Pour lutter contre cette crise, le SPO a augmenté les effectifs de l'unité de Mark Patterson au cours des dernières années. Ce qui a débuté comme une force de deux personnes en 2000 a considérablement grandi en 18 ans. Quatre enquêteurs ajoutés en novembre dernier ont porté les effectifs à 12 enquêteurs et deux sergents, dont un membre qui effectue un travail conjoint avec l'Unité des armes provinciale de la Police provinciale de l'Ontario (OPP). «Le problème n'est pas seulement à Ottawa, il est partout à travers la province», rappelle l'inspecteur Patterson.

Mais est-ce assez pour enrayer le problème?

«Ce n'est pas la police qui va régler tout ça»

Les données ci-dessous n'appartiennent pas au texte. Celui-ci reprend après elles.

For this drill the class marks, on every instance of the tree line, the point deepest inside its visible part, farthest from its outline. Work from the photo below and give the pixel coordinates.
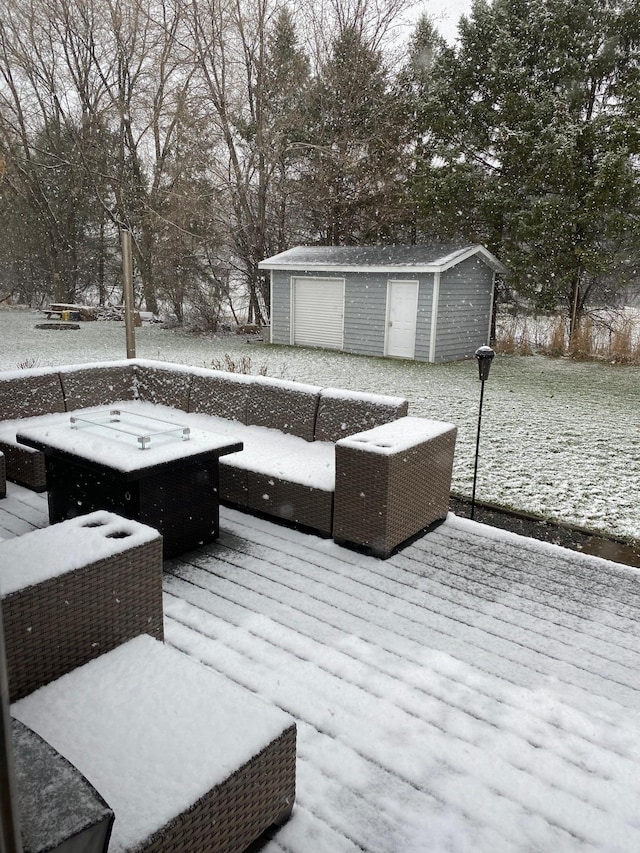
(219, 132)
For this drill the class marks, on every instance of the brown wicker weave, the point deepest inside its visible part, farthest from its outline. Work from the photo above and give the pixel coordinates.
(222, 395)
(166, 386)
(30, 394)
(233, 484)
(97, 386)
(384, 498)
(59, 808)
(287, 406)
(24, 466)
(340, 415)
(301, 505)
(61, 623)
(234, 814)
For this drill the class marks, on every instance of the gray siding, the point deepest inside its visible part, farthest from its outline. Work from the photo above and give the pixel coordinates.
(365, 312)
(423, 328)
(281, 307)
(464, 310)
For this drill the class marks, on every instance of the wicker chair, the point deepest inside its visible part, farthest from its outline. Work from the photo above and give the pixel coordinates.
(186, 759)
(392, 482)
(72, 591)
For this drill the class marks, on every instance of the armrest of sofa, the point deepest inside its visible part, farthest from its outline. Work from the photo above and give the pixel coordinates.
(392, 481)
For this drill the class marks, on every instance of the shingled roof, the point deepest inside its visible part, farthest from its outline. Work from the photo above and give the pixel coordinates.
(436, 257)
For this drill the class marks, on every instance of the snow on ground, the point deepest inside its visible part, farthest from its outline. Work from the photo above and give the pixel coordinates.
(559, 439)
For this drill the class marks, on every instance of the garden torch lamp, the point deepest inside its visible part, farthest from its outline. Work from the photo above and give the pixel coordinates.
(484, 356)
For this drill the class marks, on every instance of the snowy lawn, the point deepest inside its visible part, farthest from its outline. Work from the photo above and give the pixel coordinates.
(559, 439)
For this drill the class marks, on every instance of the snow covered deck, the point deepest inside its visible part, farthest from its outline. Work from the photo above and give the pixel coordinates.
(478, 691)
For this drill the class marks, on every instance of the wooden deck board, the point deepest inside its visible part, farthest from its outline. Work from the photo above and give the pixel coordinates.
(477, 691)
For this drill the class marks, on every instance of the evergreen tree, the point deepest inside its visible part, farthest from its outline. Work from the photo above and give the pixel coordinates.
(356, 140)
(535, 114)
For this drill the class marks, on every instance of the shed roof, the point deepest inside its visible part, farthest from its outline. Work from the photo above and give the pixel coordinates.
(436, 257)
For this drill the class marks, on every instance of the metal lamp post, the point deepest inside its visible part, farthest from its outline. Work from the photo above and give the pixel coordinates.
(484, 355)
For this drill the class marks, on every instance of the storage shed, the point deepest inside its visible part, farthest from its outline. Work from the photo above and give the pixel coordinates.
(430, 303)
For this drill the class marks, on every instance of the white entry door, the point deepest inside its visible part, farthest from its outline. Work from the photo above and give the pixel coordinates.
(402, 313)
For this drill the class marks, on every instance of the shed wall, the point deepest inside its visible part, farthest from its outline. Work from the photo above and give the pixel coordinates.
(464, 310)
(280, 307)
(365, 312)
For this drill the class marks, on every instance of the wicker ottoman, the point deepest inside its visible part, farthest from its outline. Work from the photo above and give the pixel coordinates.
(72, 591)
(187, 759)
(392, 482)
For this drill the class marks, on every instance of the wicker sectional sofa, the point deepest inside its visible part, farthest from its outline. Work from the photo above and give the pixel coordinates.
(309, 452)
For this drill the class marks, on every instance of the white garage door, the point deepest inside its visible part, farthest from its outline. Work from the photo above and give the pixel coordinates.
(318, 312)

mihailomilovanovic via Getty Images

Pour la directrice générale de l'organisme municipal Prévention du crime Ottawa, Nancy Worsfold, la problématique des fusillades est enracinée dans un contexte global de problèmes sociaux. «Ce n'est pas la police qui va régler tout ça», laisse-t-elle tomber, rejointe au téléphone par le HuffPost Québec.

Autrement dit, les gangs de rue sont alimentés par une pauvreté et une marginalisation grandissantes, qui mènent une certaine partie de la population vers la consommation de drogues.

C'est pour cette raison que la Stratégie d'Ottawa relative aux bandes de rue, mise sur pied en partenariat avec Prévention du crime, les instances publiques et la police, ne mise pas seulement sur la répression, mais également sur la cohésion communautaire, la prévention et l'intervention.

Soutien aux familles touchées, amélioration de l'accès aux activités sportives et culturelles, appui à la recherche d'emploi: Prévention du crime mise sur un filet social renforcé pour venir à bout des problèmes. «Dans le type de chose que l'on fait, ça prend des années avant d'avoir des résultats. Les gens veulent des résultats maintenant, et je comprends ça. On essaye», plaide Mme Worsfold.

Le germe de la haine qui secoue Ottawa est toutefois bien profond. «Le trafic de drogue, l'écart entre les riches et les pauvres qui augmente, et l'expérience vécue de racisme, ce sont des questions sociales complexes à régler», estime-t-elle.

Les gouvernements provincial et fédéral pourraient-ils en faire plus pour améliorer la situation? «Moi, je travaille pour la Ville et je me sens très bien appuyée par la Ville. Les gouvernements pourraient toujours en faire plus», conclut-elle.